Captain Bill’s Legacy is in uncharted territory at the moment: about 12’ above the surface of Seneca Lake. In addition to annual in-water inspections, commercial sailing vessels on federal waters must undergo dry-dock inspections every five year. It’s that time for the Legacy.

With decades under his Captain’s hat, Mark Simiele is used to the exercise and has learned that one of the keys to success is controlling as many variables as possible, which is easier to do when working with local talent.


“We used to take the boats through the Canal system for the dry-dock inspection,” said Mark. “We had to disassemble the deck to get it under the bridges, and we were never sure when we would be able to bring it back through the Canal to start our season.”
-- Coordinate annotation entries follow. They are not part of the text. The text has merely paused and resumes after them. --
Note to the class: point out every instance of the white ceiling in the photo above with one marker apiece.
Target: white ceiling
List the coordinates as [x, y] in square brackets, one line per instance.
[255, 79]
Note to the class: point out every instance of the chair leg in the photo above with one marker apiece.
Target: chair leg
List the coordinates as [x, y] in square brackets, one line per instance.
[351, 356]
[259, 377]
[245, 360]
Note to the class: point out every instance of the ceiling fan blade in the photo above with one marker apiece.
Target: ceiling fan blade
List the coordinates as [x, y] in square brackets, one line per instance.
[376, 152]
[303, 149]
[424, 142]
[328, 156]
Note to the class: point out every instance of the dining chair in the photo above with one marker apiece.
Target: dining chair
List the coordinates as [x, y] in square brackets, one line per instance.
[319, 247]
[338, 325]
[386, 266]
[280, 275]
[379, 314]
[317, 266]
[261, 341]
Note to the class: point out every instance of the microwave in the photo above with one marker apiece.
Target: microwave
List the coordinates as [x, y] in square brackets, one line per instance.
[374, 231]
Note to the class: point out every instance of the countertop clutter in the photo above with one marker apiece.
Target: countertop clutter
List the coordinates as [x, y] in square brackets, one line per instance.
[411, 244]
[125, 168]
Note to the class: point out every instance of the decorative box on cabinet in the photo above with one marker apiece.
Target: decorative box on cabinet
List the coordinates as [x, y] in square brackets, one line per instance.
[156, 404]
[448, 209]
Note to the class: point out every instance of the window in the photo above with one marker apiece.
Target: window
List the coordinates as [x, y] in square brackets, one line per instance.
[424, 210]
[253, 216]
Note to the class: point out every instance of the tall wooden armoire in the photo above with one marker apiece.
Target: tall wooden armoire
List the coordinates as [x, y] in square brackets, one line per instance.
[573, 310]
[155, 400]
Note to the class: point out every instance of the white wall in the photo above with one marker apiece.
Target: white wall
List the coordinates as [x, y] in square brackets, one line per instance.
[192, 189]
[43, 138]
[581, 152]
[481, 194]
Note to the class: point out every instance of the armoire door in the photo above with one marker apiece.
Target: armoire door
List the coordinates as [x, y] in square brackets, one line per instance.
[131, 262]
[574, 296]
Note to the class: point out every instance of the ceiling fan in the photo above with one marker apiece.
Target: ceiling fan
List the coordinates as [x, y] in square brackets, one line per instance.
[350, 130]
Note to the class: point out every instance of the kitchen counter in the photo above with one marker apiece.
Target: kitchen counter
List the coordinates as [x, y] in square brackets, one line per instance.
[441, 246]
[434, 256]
To execute the inspection locally, though, required specialized infrastructure. Mark worked with local community leaders and professionals to build an underwater trolley system so that the boat can be removed from the water using winches and placed in cradles waiting on shore.

The 110-foot, 59-year-old ship was removed from Seneca Lake in November 2021. The all-day event required two captains, two crew members, two divers, and a towing team from T and R Towing with two wreckers. Once ashore, team members went to work building an enclosure to protect the on-shore team from the cold winds of winter.


Inside the enclosure, Bob’s Welding and Fabrication, working with Captain Greg Updyke, First Officer Dan Kane, and welder Cody Lakomy, is replacing bearings, fabricating a new rudder post, and reinforcing a couple of spots on the vessel’s bottom with steel plates.

“The Coast Guard audio-gauged the boat using a 1-foot grid, looking for areas of the hull that needed to be strengthened,” said Mark. “The technique is similar to an ultrasound. With the results in hand, the welders knew exactly which sections needed attention.”

While on land, the team will also scrape, sand, and paint the hull with antifouling paint that prevents marine organisms such as barnacles and zebra mussels, weeds, slime, and algae from attaching themselves to the hull.

And, all of this will be completed before the season starts in May!